A controversial claim resurfaced through reporting associated with Patrick Webb, alleging that U.S. President John F. Kennedy was assassinated in connection with plans to share UFO/UAP information with both NASA and the Soviet Union. The assertion is attributed to Jonathan Caplan, whose comments are presented as a central basis for the story.
According to the account described in the provided headline, the alleged motive behind the killing is not framed around conventional political or domestic issues. Instead, it is linked to a secret program—or at least secret intentions—regarding unidentified aerial phenomena. The claim suggests that Kennedy’s involvement, or the direction of national policy under his presidency, included plans to disclose UFO/UAP secrets in a way that would involve scientific and international cooperation.
The headline emphasizes that the disclosure would allegedly extend to two major entities: NASA, representing the U.S. effort to study and interpret unidentified sightings with scientific infrastructure, and the Soviet Union, representing Cold War-era geopolitical rivalry.

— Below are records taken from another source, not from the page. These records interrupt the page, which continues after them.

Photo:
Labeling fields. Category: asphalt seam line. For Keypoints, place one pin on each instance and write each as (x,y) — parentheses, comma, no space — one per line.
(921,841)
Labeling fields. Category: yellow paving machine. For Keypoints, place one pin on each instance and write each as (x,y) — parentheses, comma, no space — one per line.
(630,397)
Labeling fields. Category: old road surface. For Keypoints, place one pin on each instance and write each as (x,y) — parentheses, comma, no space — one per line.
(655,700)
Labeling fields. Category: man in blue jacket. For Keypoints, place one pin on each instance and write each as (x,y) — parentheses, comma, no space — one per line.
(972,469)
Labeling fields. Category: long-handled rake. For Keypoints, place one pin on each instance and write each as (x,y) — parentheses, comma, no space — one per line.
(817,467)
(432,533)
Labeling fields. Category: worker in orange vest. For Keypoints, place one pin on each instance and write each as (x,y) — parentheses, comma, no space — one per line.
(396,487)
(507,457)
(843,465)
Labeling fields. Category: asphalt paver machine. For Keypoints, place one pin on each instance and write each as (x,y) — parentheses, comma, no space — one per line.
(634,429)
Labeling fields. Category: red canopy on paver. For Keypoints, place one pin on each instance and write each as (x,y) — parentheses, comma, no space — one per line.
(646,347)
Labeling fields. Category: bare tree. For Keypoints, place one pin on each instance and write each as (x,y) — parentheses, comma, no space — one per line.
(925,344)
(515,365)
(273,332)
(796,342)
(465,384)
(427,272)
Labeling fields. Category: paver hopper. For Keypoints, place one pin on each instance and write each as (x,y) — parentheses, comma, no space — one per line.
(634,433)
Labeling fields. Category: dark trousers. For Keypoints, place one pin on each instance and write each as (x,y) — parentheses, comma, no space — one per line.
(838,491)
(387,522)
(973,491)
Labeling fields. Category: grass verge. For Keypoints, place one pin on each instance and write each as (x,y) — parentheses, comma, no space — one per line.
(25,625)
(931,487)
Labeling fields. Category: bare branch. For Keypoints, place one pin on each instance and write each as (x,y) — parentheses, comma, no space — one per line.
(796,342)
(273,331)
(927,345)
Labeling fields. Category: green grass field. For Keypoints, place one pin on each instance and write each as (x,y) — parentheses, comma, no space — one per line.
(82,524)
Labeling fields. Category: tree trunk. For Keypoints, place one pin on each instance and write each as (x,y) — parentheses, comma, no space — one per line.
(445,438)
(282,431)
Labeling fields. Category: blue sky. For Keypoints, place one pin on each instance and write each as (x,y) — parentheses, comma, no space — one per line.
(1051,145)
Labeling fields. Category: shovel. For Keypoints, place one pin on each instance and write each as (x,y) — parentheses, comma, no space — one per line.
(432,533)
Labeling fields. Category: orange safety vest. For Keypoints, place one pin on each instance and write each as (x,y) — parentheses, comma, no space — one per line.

In the context of the narrative, cooperation on such sensitive information is portrayed as destabilizing enough to provoke a violent response.
This storyline appears to be part of an ongoing ecosystem of claims and speculation surrounding UFO/UAP disclosures and historical events. It reflects a common pattern in such discussions: tying dramatic, well-known events from the past—particularly those involving high-profile political figures—to alleged cover-ups involving government secrecy and extraterrestrial or unexplained phenomena.
Importantly, the text provided does not include detailed evidence, official documents, or corroborating testimony within the prompt itself. The claim is presented as an allegation “according to Jonathan Caplan,” and the headline indicates that Webb is relaying this idea as breaking news. Without additional context or supporting facts included in the prompt, the central content remains the allegation and the supposed rationale: that the assassination was connected to plans to share UFO/UAP secrets.
The narrative’s framing raises broader implications. If such a motive were to be credible, it would suggest that U.S. policy toward unidentified phenomena could have been entangled with international diplomacy and secrecy at the highest levels of government. It also implies that the decision-making process might have included or triggered institutional conflict—either within the government, among security services, or between factions with competing views on disclosure.
At the same time, stories like this typically depend heavily on the credibility of the person making or repeating the claim, as well as on the availability of verifiable sources. In the prompt, the core emphasis is on who is making the allegation (Jonathan Caplan) and how it is being promoted or reported (through Patrick Webb). The story, as provided, centers on a single assertion rather than a full, evidence-based investigation.
In summary, the reported claim says that President John F. Kennedy was allegedly assassinated because of plans to share UFO/UAP secrets with NASA and the Soviet Union. The account attributes the motive theory to Jonathan Caplan and presents it through Patrick Webb’s “breaking” framing. The prompt offers the allegation as the key news point, without supplying further substantiation in the supplied text.
Source: Patrick Webb
Patrick Webb: BREAKING: President John F. Kennedy was allegedly assassinated over plans to share UFO/UAP secrets with NASA and the Soviet Union, according to Jonathan Caplan.. #breaking
— @Patrickwebb May 1, 2026
SHOP AMAZON BEST SELLERS, CLICK TO BUY FROM AMAZON.
SHOP AMAZON BEST SELLERS, CLICK TO BUY FROM AMAZON.